Denis Rocaboy, Office de développement Culturel du Mené (ODCM) : On est engagé dans le Mois du Doc depuis l’origine. Nos choix de films se font de 3 façons : soit nos partenaires choisissent un des films proposés par Ty Films lors des 3 journées de prévisionnement, soit ils font leurs propres suggestions comme c’est souvent le cas. Que ce soient des communes, des bibliothèques ou des associations, elles ont un thème autour duquel elles nous demandent de leur proposer un film. Ce n’est pas toujours évident mais nous jouons le jeu. Et puis il y a les structures qui veulent organiser une soirée mais n’ont pas de film. Notre travail est alors de faire le grand écart entre présenter de la nouveauté et proposer des films dans lesquels ils peuvent se retrouver partiellement ou totalement.

M.M : Le Cinéma proposera une journée entière dédiée à la projection d’un film unique : Des Travaux et des jours. 8h30 d’immersion dans la culture d’une agricultrice japonaise.

I.A : J’avais découvert ce film durant le confinement et c’était un immense coup de cœur. Je l’ai d’abord découvert chez moi sur petit écran puis je me le suis projetée en condition cinéma. Le film est découpé en 5 chapitres et trois parties, le travail du son est hallucinant et la forme elle même est très inventive. L’ouverture du film dans un des chapitres se fait sans image pendant 5 minutes, nous sommes plongés dans le noir, juste avec la bande son.... et ce film nous donne également un autre rapport au temps. En le découvrant pendant le COVID, ça faisait un bien fou puisque tout se passe dans la nature. En faisant la chronique d’une famille d’un petit village japonais, les réalisateurs nous proposent une véritable expérimentation sonore et sensitive en salle.

M.M : l’ODCM a choisi un film qui n’est pas récent mais qui nous parle d’un sujet atemporel. Pourquoi ce choix ?

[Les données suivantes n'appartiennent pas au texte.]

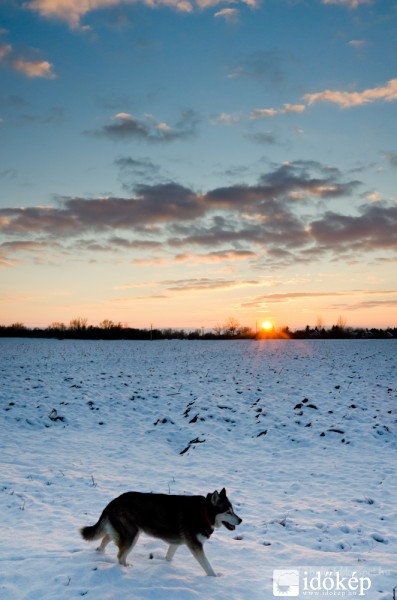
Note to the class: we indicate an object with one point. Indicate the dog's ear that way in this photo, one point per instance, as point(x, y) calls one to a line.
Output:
point(215, 498)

D.R : Sur le territoire du Mené, nous avons deux associations qui se sont bâties sur les débris de la guerre. Très souvent, celle-ci est présentée sous sa dimension terrible évidemment mais le film Trait d’union (de Philippe Picard et Jérôme Lambert NDLR) propose plutôt de nous raconter comment une amitié entre les peuples parvient à se bâtir après un siècle de guerre entre la France et l’Allemagne. La force de ce film est qu’il parle de tous les conflits puisqu’on pourrait aussi parler de comment l’amitié pourra renaître entre l’Ukraine et la Russie plus tard. Question qu’il faudra bien poser un jour.

M.M : En cette période troublée entre le public et les séances de cinéma, comment abordez-vous cette édition du Mois du Doc ?

D.R : En tant que programmateur d’une trentaine de séance de films documentaires, ce qui nous anime, c’est la volonté farouche de nos partenaires de reprogrammer, de reprendre le flambeau après ces 2 années assez catastrophiques. Il faut qu’on le fasse parce que le cinéma en a besoin et que les gens ont besoin de se retrouver.

I.A : C’est vrai que le cinéma en salle est actuellement mal en point. Depuis la réouverture en 2022, nous n’avons pas retrouvé notre public d’avant la crise. L’été a été catastrophique, le mois de septembre difficile. On sent un frémissement aux vacances de la Toussaint qui démarrent. Le Mois du Doc peut trouver son public parce que c’est une sorte de grand événement concentré sur un mois. C’est comme dans un festival où les films marchent très bien donc c’est ce qui fait qu’on peut espérer voir le public revenir. Au cinéma Quai des images, nous proposons chaque semaine une rencontre ou un événement et avec toutes les propositions qui ont lieu au mois de novembre en Bretagne mais aussi en France et dans tous les pays francophones, on se dit que ça peut faire revenir les gens dans nos lieux.